Devletin üzerine düşen görevi yapmaması sonucu insanların zaruri ihtiyaçlarını gidermek için marketlerden malzeme alması, birkaç kendini bilmezin (Türk, Kürt, Arap ya da Suriyeli fark etmez) yanlışı üzerinde “yağmacı Suriyeliler” diye medyaya servis edildi.

Öyle ki, kurtarma çalışmalarına katılan Suriyeliler dahi linç edildi. İnsanlar Suriyeli oldukları anlaşılır da göçük altından çıkarılmazlar diye “Kimse var mı?” çığlıklarına yanıt veremedi.  
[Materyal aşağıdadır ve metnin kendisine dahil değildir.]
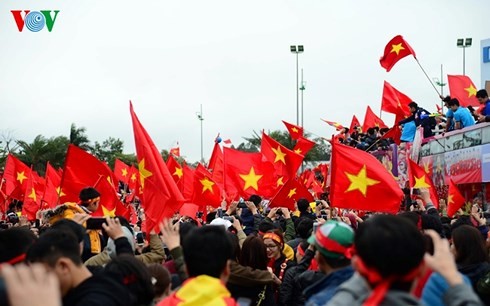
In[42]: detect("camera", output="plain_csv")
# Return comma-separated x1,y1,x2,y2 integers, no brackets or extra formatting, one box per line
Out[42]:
238,198,247,209
223,216,234,222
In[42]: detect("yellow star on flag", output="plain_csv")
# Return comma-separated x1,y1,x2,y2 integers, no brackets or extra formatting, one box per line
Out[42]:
102,205,116,217
294,148,302,154
413,175,431,189
173,167,183,179
464,84,477,97
291,127,299,133
344,165,380,197
130,173,137,183
28,188,36,201
390,43,405,55
447,194,454,205
56,186,66,197
17,171,27,184
277,176,284,187
239,167,263,191
200,177,215,193
287,188,297,199
122,168,128,177
138,159,153,189
272,146,287,164
107,176,114,186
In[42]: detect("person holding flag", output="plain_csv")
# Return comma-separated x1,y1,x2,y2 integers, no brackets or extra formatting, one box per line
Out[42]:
398,102,436,138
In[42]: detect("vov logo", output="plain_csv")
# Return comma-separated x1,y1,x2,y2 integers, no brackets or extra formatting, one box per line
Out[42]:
11,10,60,32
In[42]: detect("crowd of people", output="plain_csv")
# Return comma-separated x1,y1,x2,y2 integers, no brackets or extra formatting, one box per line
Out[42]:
1,184,490,306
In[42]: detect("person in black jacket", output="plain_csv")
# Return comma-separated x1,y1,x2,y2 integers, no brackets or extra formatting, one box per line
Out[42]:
398,101,436,138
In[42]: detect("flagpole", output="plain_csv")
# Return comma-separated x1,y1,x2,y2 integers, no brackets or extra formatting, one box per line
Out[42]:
40,161,50,208
415,58,442,96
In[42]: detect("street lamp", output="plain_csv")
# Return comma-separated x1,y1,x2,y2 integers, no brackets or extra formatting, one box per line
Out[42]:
299,69,306,127
433,64,446,113
196,104,204,163
290,45,304,126
457,38,472,75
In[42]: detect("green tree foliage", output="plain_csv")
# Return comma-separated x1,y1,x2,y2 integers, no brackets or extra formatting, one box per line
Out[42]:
69,123,92,151
91,137,125,169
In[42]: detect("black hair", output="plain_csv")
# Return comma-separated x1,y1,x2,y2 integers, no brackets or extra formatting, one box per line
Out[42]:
206,211,217,224
51,219,86,243
421,214,444,238
296,218,314,239
297,198,310,213
179,221,198,244
258,220,275,234
240,235,268,270
442,96,451,103
182,226,233,278
248,194,262,206
452,225,489,266
355,215,424,278
476,89,488,99
104,254,155,306
408,101,418,109
26,229,82,266
116,216,134,235
0,227,37,264
79,187,100,204
447,98,460,107
147,263,171,298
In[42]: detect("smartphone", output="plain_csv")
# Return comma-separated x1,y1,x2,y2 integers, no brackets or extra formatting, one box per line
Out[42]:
86,217,107,230
313,222,320,233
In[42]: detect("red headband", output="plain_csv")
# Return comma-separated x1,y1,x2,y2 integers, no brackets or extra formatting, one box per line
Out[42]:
5,253,26,265
356,257,421,306
315,230,354,258
297,244,305,256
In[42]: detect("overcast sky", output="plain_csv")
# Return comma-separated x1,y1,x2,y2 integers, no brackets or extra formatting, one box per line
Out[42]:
1,0,489,162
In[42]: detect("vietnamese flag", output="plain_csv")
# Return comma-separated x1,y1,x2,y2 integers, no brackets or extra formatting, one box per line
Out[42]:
130,102,185,231
380,35,416,72
3,154,32,200
223,147,276,198
192,164,222,208
447,75,479,107
166,155,184,188
42,162,64,209
23,171,45,220
182,164,195,202
169,146,180,157
127,166,139,191
362,106,388,131
261,132,304,177
282,120,304,140
381,81,412,117
114,159,131,185
62,145,120,217
207,142,224,189
407,158,439,208
322,119,344,130
381,125,402,145
269,178,314,210
293,136,316,156
349,115,362,133
447,178,466,218
330,142,403,213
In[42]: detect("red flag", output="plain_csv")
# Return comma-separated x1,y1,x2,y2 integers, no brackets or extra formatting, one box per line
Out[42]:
192,164,222,208
330,142,403,213
3,154,32,200
114,159,131,185
269,179,313,210
42,162,64,209
447,75,479,107
169,146,180,157
208,142,224,189
436,104,442,115
322,119,344,131
349,115,362,134
166,155,184,188
182,164,195,202
447,179,466,218
261,132,304,177
381,81,412,117
127,166,139,192
23,171,45,220
381,125,402,145
379,35,416,72
362,106,388,132
62,145,120,217
223,147,276,198
293,136,315,157
282,120,304,140
130,102,185,231
407,158,439,208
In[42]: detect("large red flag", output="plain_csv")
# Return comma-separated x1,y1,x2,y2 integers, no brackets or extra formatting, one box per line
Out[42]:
447,178,466,218
166,155,184,189
407,158,439,208
293,136,316,156
130,102,185,231
62,145,120,217
381,81,412,117
330,142,403,213
192,164,222,208
282,120,304,140
381,125,402,145
261,132,303,177
3,154,32,200
127,166,139,192
114,159,131,185
182,164,195,202
322,119,344,130
447,75,479,107
349,115,362,134
379,35,416,72
23,171,45,220
223,147,276,199
269,178,314,210
42,162,64,209
362,106,388,131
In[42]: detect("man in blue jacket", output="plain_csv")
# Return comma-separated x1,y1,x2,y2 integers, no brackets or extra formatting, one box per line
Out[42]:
398,102,436,138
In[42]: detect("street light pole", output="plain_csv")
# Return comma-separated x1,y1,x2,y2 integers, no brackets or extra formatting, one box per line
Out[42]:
433,64,446,113
300,69,306,128
457,38,472,76
197,104,204,163
290,45,304,126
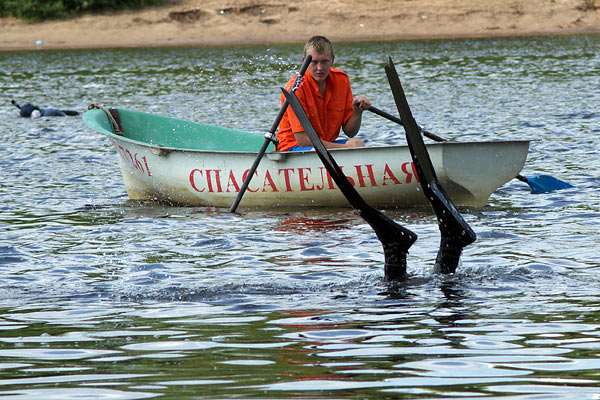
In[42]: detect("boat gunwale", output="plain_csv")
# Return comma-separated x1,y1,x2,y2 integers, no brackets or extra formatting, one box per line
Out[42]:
83,108,531,155
98,127,531,156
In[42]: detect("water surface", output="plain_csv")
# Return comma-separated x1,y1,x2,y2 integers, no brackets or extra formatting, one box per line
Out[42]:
0,35,599,399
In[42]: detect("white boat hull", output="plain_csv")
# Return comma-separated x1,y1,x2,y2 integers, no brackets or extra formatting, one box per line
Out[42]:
109,136,529,208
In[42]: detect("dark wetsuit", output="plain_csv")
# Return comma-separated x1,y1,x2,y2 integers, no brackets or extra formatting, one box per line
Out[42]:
12,100,79,118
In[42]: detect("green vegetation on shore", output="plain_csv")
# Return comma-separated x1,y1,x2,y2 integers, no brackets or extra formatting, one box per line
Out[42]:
0,0,162,22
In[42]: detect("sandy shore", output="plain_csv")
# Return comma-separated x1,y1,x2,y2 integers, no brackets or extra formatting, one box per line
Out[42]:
1,0,599,51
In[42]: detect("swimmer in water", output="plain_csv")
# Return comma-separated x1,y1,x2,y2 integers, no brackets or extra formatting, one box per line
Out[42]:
11,99,79,119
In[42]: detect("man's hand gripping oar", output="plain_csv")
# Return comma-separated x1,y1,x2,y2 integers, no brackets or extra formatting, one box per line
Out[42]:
281,87,417,281
229,55,312,213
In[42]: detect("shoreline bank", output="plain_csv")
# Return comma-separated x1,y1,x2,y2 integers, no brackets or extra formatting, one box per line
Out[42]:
1,0,599,51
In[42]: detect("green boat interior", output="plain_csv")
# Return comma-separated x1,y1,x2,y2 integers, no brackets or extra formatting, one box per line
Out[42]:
83,107,274,152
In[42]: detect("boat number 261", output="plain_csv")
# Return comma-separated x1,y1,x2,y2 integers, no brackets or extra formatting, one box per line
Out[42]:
116,145,152,176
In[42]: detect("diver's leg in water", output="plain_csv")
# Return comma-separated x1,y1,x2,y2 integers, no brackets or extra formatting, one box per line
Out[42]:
41,109,67,117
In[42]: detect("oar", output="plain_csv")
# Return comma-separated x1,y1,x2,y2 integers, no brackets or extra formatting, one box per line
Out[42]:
384,57,476,274
281,87,417,281
368,105,444,142
514,174,573,194
229,55,313,213
367,106,573,194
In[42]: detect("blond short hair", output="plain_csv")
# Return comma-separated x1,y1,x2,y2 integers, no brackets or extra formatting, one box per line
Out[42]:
304,36,334,58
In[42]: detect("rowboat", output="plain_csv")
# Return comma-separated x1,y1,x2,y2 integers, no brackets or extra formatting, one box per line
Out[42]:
83,107,529,208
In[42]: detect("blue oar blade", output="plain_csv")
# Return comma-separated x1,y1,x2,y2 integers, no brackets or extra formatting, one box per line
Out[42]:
525,174,574,194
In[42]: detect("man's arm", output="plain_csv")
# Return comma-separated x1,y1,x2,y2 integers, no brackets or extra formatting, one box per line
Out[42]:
294,132,364,148
342,96,371,138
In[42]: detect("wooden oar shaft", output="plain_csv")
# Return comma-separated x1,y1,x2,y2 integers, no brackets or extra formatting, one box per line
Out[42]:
228,138,271,212
368,106,445,142
516,174,529,183
368,105,531,183
229,55,313,213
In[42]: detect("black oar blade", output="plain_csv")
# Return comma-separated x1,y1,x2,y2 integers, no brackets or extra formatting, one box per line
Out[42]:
357,206,418,280
281,87,417,280
384,56,475,274
427,181,477,274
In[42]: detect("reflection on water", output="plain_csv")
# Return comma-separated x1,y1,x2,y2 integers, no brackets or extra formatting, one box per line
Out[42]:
1,35,599,398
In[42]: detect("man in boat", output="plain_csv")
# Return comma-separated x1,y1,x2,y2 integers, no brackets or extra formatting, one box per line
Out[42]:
11,100,79,119
277,36,371,151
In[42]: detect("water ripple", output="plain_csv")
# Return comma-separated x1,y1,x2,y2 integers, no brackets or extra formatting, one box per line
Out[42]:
1,35,599,398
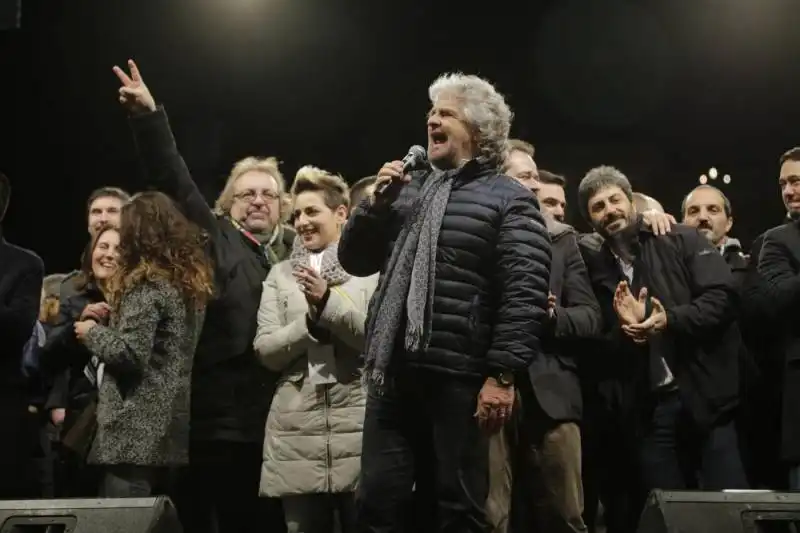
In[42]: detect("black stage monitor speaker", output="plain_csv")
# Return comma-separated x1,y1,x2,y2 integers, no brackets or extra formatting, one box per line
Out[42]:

Kontrolündeki yandaş medya ve öne sürdüğü mayın eşeği Ümit Özdağ’ın ajitasyonuyla “yağmacı” olarak hedefe oturtulan Suriyeliler, hem halkın öfkesinin yönünü çevirmek için hem de OHAL’in gerekçesi olarak kullanıldı.

Devlet nerede?

10 gündür halkların sorduğu soru “nerede bu devlet”?

Hayatta kalabilmek için kritik önemdeki günlerde ortada görünmeyen devlet son günlerde deprem bölgesinde kendisini göstermeye başladı.

Ne zaman ki halk demokratik kitle örgütlerinin desteğiyle kendi yaralarını kendisi saracak noktaya geldi, devlet sahneye çıktı. Ama savaşa gider gibi. Postalları, silahları, askerleri, polisleriyle kendi ülkesini işgale gider gibi geldi deprem bölgesine. Kürtlere yönelik deneyimlerinden elde ettiği tecrübeyi arkasına alıp kayyumlarıyla geldi. Deprem dayanışması gönüllülerinin dişiyle, tırnağıyla, çok zorlu koşullarda gösterdiğin insan üstü eforlarıyla kurduğu dağıtım merkezlerine el koymak için geldi. Gasp için yani. Ganimet toplamak için…

Devletin başındakilerin küfürleri, depremzedelere ve dayanışma gönüllülerine cop, silah, gözaltı olarak yansıdı. Devlet nerede diye sormak kimin haddi olabilir? Eğer sorarsan da karşında tam teçhizatlı devleti bulursun tabi! Devlet dediğin başka nedir ki zaten!

Halkın öz örgütlülüğü

Sadece olumsuzu konuşmayalım. Devletin ve iktidarın her türlü fitnesine rağmen halkalarımız arasında müthiş bir dayanışma oldu. Van’dan Hatay’a, Edirne’den Maraş’a birbirimizin yarasını sarmaya çalıştık. Yurtiçinden ve dışından milyonlarca insan dayanışma elini uzattı birbirine. Devlet yoktu ama demokratik kitle örgütleri, demokratik siyasi partiler, dayanışma gönüllüleri adeta halkın özörgütlülüğünü oluşturdular bu büyük felaket karşısında.

Aslında devlet karışmadığında halkın nasıl kendi örgütlüğünü yaratabildiğini gördük bu dar zamanlarda. Dayanışmayı gördük, paylaşımı gördük, birliği gördük, duygudaşlığı gördük.

Bu devlet bunca zulme rağmen tecrit kültürünü, kutuplaştırmayı halklarımıza kabul ettiremedi. Her ne kadar kimliksiz bir azınlık bu azgın iktidara tebaalığı kabul etse de, halkın çoğunluğu birbiriyle kucaklaşmaya hazır.

Tecriti bitirecek olan da, yaralarımızı saracak olan da, barışı, eşitliği, özgürlüğü sağlayacak olan da devlet değil, kendi öz gücümüzdür. Deprem bunu çok açıkça ortaya koydu, şimdi yine kendi özgücümüze dayanarak bu asalakları sırtımızdan atma zamanı.